Again: I don’t live in a fancy &c. &c. &c. but my bed isn’t in my kitchen. If I were to ever go completely and utterly mad and decide to pay £2,670 a month as rent, I wouldn’t even put “the bed must not be in the kitchen” on my wishlist of things I’m looking for in a property, because that is such a default expectation for me. Call me a snob if you must! I just don’t want to sleep in the cooking room! That’s for cooking!

Then I guess we should whizz through the rest of the bits: The TV is mounted on the only wall it can’t be seen from – you could sit on the sofa and sort of look sideways at it, or you could lean on your kitchen counter and look up at it, but neither are ideal (I know I go on about TV placement a lot but it seems to be an emerging trend among London landlords to install screens that nobody really wants there in absolutely impossible places). There is a classic example of “inexplicable extra furniture” in the shape of a fold-out chair, and your laundry airer is quite cleverly stored on the back of the bathroom door, though I cannot figure out where you are supposed to wash said laundry in the first place – the flat description says there is a washing machine, but I cannot see one in any of the photos.

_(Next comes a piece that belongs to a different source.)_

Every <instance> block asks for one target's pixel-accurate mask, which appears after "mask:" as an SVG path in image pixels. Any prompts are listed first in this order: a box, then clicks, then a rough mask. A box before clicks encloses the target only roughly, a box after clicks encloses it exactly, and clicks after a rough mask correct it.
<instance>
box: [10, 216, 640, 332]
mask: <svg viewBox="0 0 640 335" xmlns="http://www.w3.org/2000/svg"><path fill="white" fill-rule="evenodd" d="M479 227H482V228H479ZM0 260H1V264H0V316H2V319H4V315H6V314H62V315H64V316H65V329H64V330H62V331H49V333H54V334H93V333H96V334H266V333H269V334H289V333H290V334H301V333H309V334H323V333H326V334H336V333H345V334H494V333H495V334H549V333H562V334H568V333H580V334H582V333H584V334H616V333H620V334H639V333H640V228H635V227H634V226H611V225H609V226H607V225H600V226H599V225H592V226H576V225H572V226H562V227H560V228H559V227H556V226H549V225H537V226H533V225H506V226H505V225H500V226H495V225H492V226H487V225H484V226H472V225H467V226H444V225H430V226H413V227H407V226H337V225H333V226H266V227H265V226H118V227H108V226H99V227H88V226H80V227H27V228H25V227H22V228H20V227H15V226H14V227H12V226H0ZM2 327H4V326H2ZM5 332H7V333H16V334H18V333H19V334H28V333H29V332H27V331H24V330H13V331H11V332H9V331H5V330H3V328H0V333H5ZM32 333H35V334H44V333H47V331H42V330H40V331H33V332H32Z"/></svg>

Bathroom door showing airer in studio to rent in Bayswater, London

Photo: Zoopla

The only spare electrical socket seems to be installed halfway up a wall, the bathroom sink is built into the back of the toilet cistern (I don’t live in a fancy &c. &c. &c. but my toilet and my bathroom sink are separate installations. Again: if I’m paying £2,670 per month in rent, I’m not writing down “I want my toilet and my bathroom sink to be separate objects” in the initial e-mail to the estate agent, because that really should be a fucking given), and – vitally – it does not seem like anybody has ever lived here, ever.

I often find that the most haunting thing about these rental properties: They have been developed, at cost, on the great assumption that someone will want to live there, and the price at the end has been totted up based mainly on how much the property cost to acquire and how much the building costs were to cover and how best to pay that investment off in the fastest time possible. To look at this flat is to see absolutely zero human thought into it at all: just robotic profit and loss column penny-counting.

How can any mammal with a beating heart walk into this slender little flip-down sofa room and go: “Yeah, seems good actually, and nice. Two grand? Two-and-a-half grand?” Still, Happy New Year. More of this. Much much more of this.